High-order pages allocated for vmalloc are immediately split into
order-0 pages and later freed as order-0, which means they do not
feed the per-CPU page caches. As a result, high-order attempts tend
to bypass the PCP fastpath and fall back to the buddy allocator that
can affect performance.

However, when the PCP caches are empty, high-order allocations may
show better performance characteristics especially for larger
allocation requests.

I wonder if a better solution would be "allocate order-0 if available in pcp,
else try large order, else fallback to order-0" Could that provide the best of
all worlds without needing a configuration knob?

I am not sure, to me it looks like a bit odd.

Perhaps it would feel better if it was generalized to "first try allocation from
PCP list, highest to lowest order, then try allocation from the buddy, highest
to lowest order"?

Ideally it would be
good just free it as high-order page and not order-0 peaces.

Yeah perhaps that's better. How about something like this (very lightly tested
and no performance results yet):

(And I should admit I'm not 100% sure it is safe to call free_frozen_pages()
with a contiguous run of order-0 pages, but I'm not seeing any warnings or
memory leaks when running mm selftests...)

Wow I wasn't aware that we can do this. I see that free_hotplug_page_range() in
arm64/mmu.c already does this - it computes order from size and passes it to
__free_pages().

Hmm that looks dodgy to me. But I'm not sure I actually understand what is going
on...

Prior to looking at this yesterday, my understanding was this: At the struct
page level, you can either allocate compond or non-compound. order-0 is
non-compound by definition. A high-order non-compound page is just a contiguous
set of order-0 pages, each with individual reference counts and other meta data.

Not quite. A high-order non-compound allocation will only use the refcount of page[0].

When not returning that memory in the same order to the buddy, we first have to split that high-order allocation. That will initialize the refcounts and split page-owner data, alloc tag tracking etc.

A compound page is one where all the pages are tied together and managed as one
- the meta data is stored in the head page and all the tail pages point to the
head (this concept is wrapped by struct folio).

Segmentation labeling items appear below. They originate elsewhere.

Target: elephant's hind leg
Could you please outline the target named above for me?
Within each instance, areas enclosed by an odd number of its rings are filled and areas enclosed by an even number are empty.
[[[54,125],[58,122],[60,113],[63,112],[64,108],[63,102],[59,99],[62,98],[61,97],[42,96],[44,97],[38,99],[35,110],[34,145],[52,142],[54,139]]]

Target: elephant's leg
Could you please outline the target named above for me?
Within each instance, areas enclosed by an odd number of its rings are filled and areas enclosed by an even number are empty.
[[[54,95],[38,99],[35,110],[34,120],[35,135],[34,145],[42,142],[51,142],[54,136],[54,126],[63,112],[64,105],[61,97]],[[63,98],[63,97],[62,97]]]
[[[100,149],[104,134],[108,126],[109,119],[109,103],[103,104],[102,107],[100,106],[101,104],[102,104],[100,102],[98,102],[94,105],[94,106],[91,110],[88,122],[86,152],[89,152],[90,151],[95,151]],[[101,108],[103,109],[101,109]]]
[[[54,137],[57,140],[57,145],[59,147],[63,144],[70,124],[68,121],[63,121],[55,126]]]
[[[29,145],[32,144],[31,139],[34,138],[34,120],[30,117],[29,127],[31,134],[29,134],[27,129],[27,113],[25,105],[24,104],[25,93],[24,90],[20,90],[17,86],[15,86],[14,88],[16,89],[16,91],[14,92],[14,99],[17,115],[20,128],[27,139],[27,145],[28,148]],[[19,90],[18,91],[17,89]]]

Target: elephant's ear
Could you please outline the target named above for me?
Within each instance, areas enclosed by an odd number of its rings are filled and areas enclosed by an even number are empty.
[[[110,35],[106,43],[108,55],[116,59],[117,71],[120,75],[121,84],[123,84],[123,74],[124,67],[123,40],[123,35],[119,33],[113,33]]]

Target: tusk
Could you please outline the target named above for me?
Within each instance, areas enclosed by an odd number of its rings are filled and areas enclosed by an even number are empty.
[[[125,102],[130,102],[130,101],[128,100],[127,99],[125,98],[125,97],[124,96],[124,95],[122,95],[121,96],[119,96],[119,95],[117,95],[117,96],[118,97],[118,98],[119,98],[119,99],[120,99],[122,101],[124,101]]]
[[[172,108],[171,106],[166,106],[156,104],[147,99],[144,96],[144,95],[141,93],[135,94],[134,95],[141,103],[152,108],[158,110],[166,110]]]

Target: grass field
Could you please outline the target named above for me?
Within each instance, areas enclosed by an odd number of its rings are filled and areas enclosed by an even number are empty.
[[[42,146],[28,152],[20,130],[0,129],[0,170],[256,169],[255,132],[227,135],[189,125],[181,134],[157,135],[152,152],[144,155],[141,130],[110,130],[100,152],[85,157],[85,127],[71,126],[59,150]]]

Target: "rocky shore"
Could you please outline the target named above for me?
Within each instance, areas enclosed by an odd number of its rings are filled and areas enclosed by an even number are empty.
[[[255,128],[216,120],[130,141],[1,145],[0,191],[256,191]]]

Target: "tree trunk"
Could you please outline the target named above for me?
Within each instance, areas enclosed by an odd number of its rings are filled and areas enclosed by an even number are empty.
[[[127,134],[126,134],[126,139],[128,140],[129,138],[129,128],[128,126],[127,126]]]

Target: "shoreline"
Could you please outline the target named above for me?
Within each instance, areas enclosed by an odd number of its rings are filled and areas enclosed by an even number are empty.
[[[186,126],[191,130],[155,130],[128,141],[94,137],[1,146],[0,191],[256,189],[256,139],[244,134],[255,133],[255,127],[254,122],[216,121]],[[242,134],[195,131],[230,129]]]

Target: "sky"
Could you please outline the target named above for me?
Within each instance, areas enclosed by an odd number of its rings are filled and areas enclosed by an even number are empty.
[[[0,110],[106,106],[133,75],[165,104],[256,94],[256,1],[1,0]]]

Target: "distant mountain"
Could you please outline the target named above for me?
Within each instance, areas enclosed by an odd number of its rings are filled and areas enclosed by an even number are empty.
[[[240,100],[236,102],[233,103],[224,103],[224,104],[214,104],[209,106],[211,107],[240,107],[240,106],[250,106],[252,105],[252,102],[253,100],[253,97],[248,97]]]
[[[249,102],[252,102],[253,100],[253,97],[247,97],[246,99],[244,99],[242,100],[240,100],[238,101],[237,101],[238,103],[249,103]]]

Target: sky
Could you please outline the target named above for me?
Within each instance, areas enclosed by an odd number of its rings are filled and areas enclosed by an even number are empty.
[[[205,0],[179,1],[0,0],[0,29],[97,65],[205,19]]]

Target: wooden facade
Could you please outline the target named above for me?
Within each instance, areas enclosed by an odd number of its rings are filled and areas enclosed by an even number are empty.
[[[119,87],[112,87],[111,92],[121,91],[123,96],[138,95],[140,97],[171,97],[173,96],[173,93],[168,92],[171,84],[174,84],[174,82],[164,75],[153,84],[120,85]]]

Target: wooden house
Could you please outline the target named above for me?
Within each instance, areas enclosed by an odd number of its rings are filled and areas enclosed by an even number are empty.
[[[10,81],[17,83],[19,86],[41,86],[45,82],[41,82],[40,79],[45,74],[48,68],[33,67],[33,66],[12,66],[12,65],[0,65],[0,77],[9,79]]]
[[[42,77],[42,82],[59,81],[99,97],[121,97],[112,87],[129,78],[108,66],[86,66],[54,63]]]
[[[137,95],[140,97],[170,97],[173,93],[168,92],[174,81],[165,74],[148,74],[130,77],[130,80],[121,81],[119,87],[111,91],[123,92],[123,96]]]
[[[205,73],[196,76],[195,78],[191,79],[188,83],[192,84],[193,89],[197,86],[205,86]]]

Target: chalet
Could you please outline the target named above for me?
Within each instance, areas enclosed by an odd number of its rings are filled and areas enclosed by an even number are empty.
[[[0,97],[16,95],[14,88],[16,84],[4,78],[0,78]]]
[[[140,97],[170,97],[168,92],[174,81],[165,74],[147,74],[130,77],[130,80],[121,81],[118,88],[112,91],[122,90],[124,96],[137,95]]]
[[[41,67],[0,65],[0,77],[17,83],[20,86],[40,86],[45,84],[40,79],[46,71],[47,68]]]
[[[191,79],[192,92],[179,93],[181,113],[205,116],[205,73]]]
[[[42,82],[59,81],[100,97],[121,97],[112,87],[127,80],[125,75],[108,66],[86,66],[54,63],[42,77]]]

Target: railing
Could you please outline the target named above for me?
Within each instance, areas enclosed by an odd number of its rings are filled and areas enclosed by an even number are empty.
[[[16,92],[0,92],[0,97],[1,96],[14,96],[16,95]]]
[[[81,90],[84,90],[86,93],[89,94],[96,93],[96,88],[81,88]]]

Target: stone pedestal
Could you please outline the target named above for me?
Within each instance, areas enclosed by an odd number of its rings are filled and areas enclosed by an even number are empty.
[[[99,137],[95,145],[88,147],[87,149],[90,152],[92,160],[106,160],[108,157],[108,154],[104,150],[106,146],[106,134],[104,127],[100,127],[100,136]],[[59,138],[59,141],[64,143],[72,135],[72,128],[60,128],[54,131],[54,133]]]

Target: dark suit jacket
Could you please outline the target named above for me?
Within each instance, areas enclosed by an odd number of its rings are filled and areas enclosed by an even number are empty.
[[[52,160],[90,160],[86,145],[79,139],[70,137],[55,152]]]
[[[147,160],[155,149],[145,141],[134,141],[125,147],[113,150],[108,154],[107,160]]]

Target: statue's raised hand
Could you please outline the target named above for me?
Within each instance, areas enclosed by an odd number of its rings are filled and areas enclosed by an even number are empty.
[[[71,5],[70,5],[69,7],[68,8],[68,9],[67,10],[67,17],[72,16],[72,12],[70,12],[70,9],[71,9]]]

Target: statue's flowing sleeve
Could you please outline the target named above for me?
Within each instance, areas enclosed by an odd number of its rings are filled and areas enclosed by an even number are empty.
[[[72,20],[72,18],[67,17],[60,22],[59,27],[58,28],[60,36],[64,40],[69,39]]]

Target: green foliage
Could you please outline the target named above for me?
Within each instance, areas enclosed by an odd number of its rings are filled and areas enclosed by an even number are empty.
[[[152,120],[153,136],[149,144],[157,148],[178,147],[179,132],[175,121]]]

But after looking through the comments in page_alloc.c, it would seem that a
non-compound high-order page is NOT just a set of order-0 pages, but they still
share some meta data, including a shared refcount?? alloc_pages() will return
one of these things, and __free_pages() requires the exact same unit to be
provided to it.

Right.

vmalloc calls alloc_pages() to get a non-compound high-order page, then calls
split_page() to convert to a set of order-0 pages. See this comment:

/*
* split_page takes a non-compound higher-order page, and splits it into
* n (1<<order) sub-pages: page[0..n]
* Each sub-page must be freed individually.
*
* Note: this is probably too low level an operation for use in drivers.
* Please consult with lkml before using this in your driver.
*/
void split_page(struct page *page, unsigned int order)

So just passing all the order-0 pages directly to __free_pages() in one go is
definitely not the right thing to do ("Each sub-page must be freed
individually"). They may have different reference counts so you can only
actually free the ones that go to zero surely?

Yes.

But it looked to me like free_frozen_pages() just wants a naturally aligned
power-of-2 number of pages to free, so my patch below is decrementing the
refcount on each struct page and accumulating the ones where the refcounts goto
zero into suitable blocks for free_frozen_pages().

So I *think* my patch is correct, but I'm not totally sure.

Free in the granularity you allocated. :)

Then we have the ___free_pages(), which I find very difficult to understand:

static void ___free_pages(struct page *page, unsigned int order,
fpi_t fpi_flags)
{
/* get PageHead before we drop reference */
int head = PageHead(page);
/* get alloc tag in case the page is released by others */
struct alloc_tag *tag = pgalloc_tag_get(page);

if (put_page_testzero(page))
__free_frozen_pages(page, order, fpi_flags);

We only test the refcount for the first page, then free all the pages. So that
implies that non-compound high-order pages share a single refcount? Or we just
ignore the refcount of all the other pages in a non-compound high-order page?

else if (!head) {

What? If the first page still has references but but it's a non-compond
high-order page (i.e. no head page) then we free all the trailing sub-pages
without caring about their references?

Again, free in the granularity we allocated.

pgalloc_tag_sub_pages(tag, (1 << order) - 1);
while (order-- > 0) {
/*
* The "tail" pages of this non-compound high-order
* page will have no code tags, so to avoid warnings
* mark them as empty.
*/
clear_page_tag_ref(page + (1 << order));
__free_frozen_pages(page + (1 << order), order,
fpi_flags);
}
}
}

For the arm64 case that you point out, surely __free_pages() is the wrong thing
to call, because it's going to decrement the refcount. But we are freeing based
on their presence in the pagetable and we never took a reference in the first place.

HELP!

Hope my input helped, not sure if I answered the real question? :)

--
Cheers

David